According to the official travel website — http://www.CarmelCalifornia.com — there are more than 40 courtyards and outdoor covered walkways tucked around town, each comprehensively documented with photographs and historical accounts on the site (click on the “Explore” tab.)

But it’s quite possible that visitors staying at one of Carmel’s charming village inns will uncover a few “hidden” nooks and crannies that even the local residents don’t know exist.

Carmel’s courtyards debuted nearly 100 years ago, when noted architect Hugh Comstock built his fairy-tale houses and shops. All the passageways and courtyards boast their own distinct personality and flair, many featuring unique shops, galleries, and restaurants awaiting discovery by visitors (not to mention curious locals).

A quick tour of some of the courtyard or passageway highlights includes:

-Pine Inn. The Pine Inn, designed and built by M.J. Murphy, opened July 4, 1903 and quickly became the central hotel for Carmel. Accessible from Ocean Avenue or Mission Street, there has long been a fine selection of shops on the terrace, including Fourtané Jewelers since 1950.

-Su Vecino.
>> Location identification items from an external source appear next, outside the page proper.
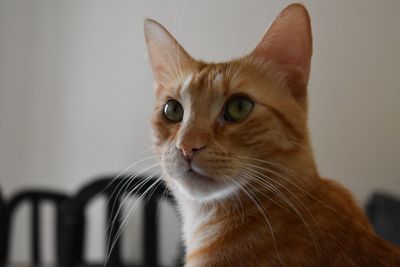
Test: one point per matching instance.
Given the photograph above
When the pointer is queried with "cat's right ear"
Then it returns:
(169, 61)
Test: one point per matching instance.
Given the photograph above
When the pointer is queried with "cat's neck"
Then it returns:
(203, 221)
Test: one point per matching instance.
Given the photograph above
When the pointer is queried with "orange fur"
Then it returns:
(280, 212)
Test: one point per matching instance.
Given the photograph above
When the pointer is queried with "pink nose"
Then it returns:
(189, 148)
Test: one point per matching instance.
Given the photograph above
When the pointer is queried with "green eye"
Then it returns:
(237, 108)
(173, 111)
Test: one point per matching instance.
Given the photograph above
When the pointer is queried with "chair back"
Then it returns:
(35, 198)
(73, 225)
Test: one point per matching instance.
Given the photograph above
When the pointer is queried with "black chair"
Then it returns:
(383, 211)
(35, 198)
(73, 224)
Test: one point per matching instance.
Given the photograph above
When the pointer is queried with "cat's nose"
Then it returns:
(189, 148)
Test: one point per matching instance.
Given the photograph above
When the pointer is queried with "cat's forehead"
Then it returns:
(209, 82)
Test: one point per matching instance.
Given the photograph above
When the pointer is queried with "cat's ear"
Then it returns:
(288, 42)
(167, 57)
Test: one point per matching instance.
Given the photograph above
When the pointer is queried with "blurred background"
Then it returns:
(76, 94)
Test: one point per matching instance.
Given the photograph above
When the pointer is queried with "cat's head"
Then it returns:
(213, 122)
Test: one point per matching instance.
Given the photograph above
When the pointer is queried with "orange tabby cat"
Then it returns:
(234, 147)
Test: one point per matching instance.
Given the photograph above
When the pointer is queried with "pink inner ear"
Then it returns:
(288, 43)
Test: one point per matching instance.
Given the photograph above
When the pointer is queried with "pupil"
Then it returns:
(240, 105)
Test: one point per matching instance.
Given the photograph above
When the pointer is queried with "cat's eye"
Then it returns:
(173, 111)
(237, 108)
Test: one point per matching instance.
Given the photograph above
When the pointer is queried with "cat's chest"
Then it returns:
(197, 227)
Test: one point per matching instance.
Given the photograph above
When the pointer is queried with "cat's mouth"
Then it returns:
(195, 172)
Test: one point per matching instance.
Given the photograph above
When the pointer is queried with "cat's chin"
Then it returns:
(196, 186)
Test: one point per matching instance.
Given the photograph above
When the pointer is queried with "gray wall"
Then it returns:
(76, 90)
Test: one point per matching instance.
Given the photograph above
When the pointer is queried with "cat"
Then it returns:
(233, 142)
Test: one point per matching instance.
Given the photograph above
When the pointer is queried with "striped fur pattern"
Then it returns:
(250, 193)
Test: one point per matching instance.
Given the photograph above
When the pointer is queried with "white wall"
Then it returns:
(76, 87)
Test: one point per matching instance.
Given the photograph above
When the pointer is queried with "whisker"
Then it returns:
(264, 213)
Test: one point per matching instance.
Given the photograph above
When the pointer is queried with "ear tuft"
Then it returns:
(288, 43)
(167, 57)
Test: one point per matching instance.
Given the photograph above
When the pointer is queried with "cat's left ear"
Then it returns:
(167, 57)
(288, 43)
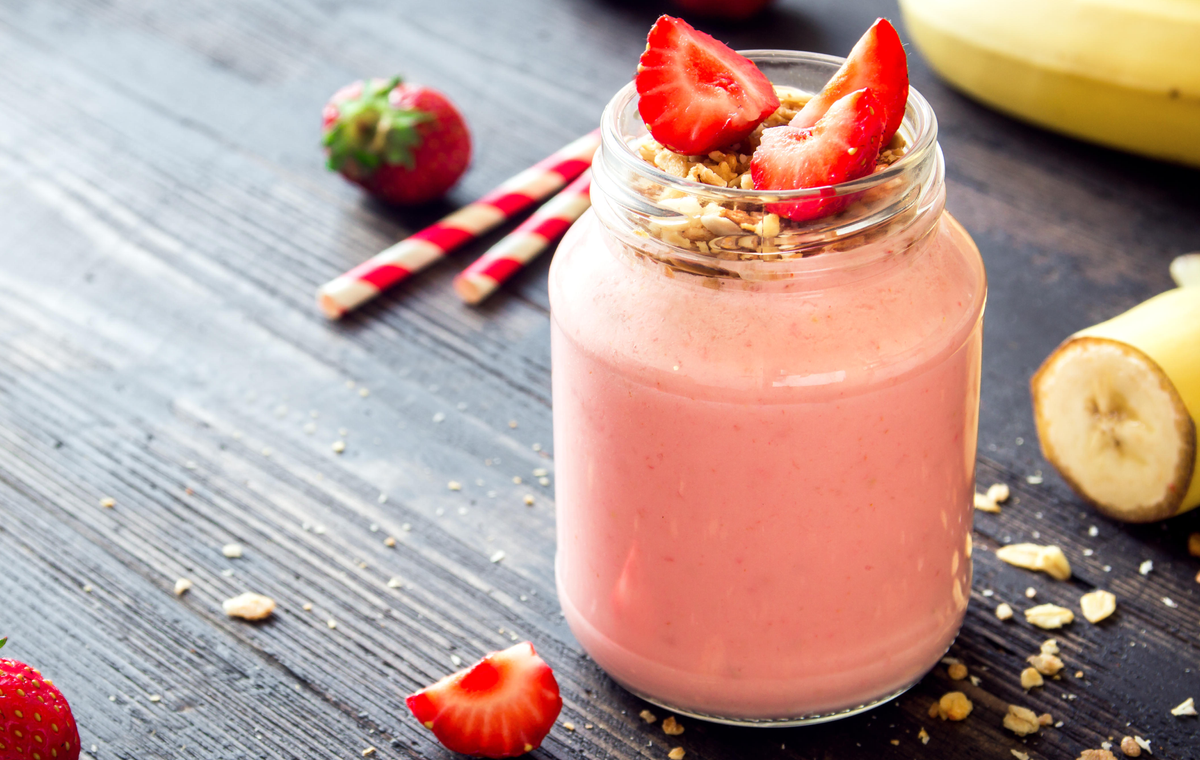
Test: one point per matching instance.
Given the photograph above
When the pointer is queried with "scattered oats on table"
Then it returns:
(1048, 560)
(1049, 616)
(953, 706)
(1187, 707)
(1097, 605)
(1021, 720)
(1045, 664)
(250, 606)
(1031, 678)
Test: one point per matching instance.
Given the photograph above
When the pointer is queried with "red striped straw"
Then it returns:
(396, 263)
(523, 244)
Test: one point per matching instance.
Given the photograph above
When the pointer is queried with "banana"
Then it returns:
(1116, 408)
(1123, 73)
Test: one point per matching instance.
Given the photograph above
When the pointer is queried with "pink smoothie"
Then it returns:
(765, 497)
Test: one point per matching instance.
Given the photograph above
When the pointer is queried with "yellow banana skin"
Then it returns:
(1123, 73)
(1167, 328)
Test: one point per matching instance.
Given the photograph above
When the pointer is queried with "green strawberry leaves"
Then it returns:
(371, 132)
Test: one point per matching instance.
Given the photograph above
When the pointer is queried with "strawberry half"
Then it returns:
(502, 706)
(843, 145)
(879, 63)
(35, 718)
(695, 94)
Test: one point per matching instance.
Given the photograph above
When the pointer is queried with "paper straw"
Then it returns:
(523, 244)
(394, 264)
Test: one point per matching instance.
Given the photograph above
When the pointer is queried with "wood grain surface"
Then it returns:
(165, 221)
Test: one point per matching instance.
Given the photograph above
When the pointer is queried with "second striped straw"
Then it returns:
(523, 244)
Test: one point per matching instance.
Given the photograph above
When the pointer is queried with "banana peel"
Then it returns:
(1123, 73)
(1117, 406)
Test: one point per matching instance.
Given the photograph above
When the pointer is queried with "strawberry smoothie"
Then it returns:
(765, 477)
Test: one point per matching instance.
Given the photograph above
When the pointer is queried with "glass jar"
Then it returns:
(765, 431)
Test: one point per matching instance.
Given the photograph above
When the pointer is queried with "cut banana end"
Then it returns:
(1186, 270)
(1113, 423)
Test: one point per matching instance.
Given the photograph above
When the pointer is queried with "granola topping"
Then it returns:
(737, 231)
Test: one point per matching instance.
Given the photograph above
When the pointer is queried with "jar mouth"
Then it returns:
(618, 130)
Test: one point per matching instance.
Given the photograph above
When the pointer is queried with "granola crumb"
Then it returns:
(1049, 560)
(954, 706)
(1097, 605)
(1045, 664)
(1021, 720)
(1187, 707)
(1049, 616)
(1031, 678)
(985, 504)
(250, 606)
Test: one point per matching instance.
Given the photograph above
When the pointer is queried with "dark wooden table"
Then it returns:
(165, 220)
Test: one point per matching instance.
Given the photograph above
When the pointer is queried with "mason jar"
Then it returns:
(765, 430)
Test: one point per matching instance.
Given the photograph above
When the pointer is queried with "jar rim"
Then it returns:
(919, 129)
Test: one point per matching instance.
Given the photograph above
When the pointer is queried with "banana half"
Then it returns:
(1116, 408)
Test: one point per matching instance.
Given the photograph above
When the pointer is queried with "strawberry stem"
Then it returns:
(371, 132)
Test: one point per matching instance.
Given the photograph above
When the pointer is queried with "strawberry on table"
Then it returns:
(403, 143)
(841, 147)
(879, 63)
(502, 706)
(695, 93)
(35, 718)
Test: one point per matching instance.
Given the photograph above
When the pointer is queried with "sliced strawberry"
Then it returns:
(879, 63)
(502, 706)
(841, 147)
(696, 94)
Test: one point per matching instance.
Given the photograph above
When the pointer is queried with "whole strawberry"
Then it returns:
(403, 143)
(35, 718)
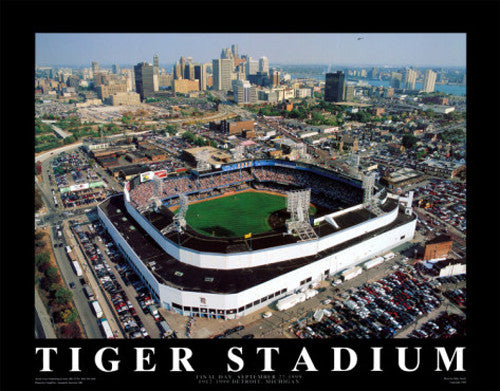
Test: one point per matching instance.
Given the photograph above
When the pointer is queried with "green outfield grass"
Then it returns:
(234, 215)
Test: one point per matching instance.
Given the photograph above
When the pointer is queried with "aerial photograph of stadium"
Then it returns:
(250, 185)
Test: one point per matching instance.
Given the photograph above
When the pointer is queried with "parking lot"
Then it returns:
(125, 293)
(380, 309)
(75, 183)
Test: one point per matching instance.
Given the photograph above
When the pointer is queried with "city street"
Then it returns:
(88, 319)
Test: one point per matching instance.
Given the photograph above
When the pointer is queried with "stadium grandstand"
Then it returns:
(236, 252)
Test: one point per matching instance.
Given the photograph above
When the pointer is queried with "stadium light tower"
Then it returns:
(297, 204)
(179, 221)
(238, 153)
(368, 185)
(202, 163)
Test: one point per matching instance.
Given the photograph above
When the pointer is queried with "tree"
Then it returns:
(68, 315)
(409, 141)
(41, 258)
(53, 274)
(54, 287)
(63, 295)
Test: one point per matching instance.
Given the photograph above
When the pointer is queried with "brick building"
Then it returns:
(236, 127)
(439, 247)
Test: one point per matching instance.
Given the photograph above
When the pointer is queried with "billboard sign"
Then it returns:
(161, 174)
(79, 187)
(147, 176)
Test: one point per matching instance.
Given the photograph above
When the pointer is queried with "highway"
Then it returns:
(87, 317)
(61, 133)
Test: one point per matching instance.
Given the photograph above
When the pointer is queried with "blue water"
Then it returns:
(447, 89)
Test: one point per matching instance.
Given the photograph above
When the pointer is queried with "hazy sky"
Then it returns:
(297, 48)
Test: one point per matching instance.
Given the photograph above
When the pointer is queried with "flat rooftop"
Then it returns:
(171, 272)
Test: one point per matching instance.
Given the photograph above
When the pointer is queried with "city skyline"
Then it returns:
(422, 49)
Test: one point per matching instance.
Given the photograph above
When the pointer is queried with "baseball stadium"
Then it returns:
(226, 242)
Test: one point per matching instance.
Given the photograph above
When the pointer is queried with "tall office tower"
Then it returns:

The courtyard's name reflects the neighborly community of Carmel and grew up around the terrace of Su Vecino's Mexican restaurant that opened in the 1950s. Much later, the restaurant was home to the serape worn by Clint Eastwood (Carmel mayor, 1986-88) in the famous 1966 film, “The Good, the Bad and the Ugly.” Another local favorite, Jack London’s Bar & Grill relocated from San Carlos Square to this spot in 2001. Author of “The Call of the Wild,” London often visited his bohemian friends in early Carmel.

-Eastwood Building. Eastwood constructed the redwood-sided building in the mid-1980s, with the courtyard looking down upon the Hog’s Breath Inn (a restaurant he opened in 1992 along with Walter Becker). Today, the passageway offers a nice view down to the Hog’s Breath patio.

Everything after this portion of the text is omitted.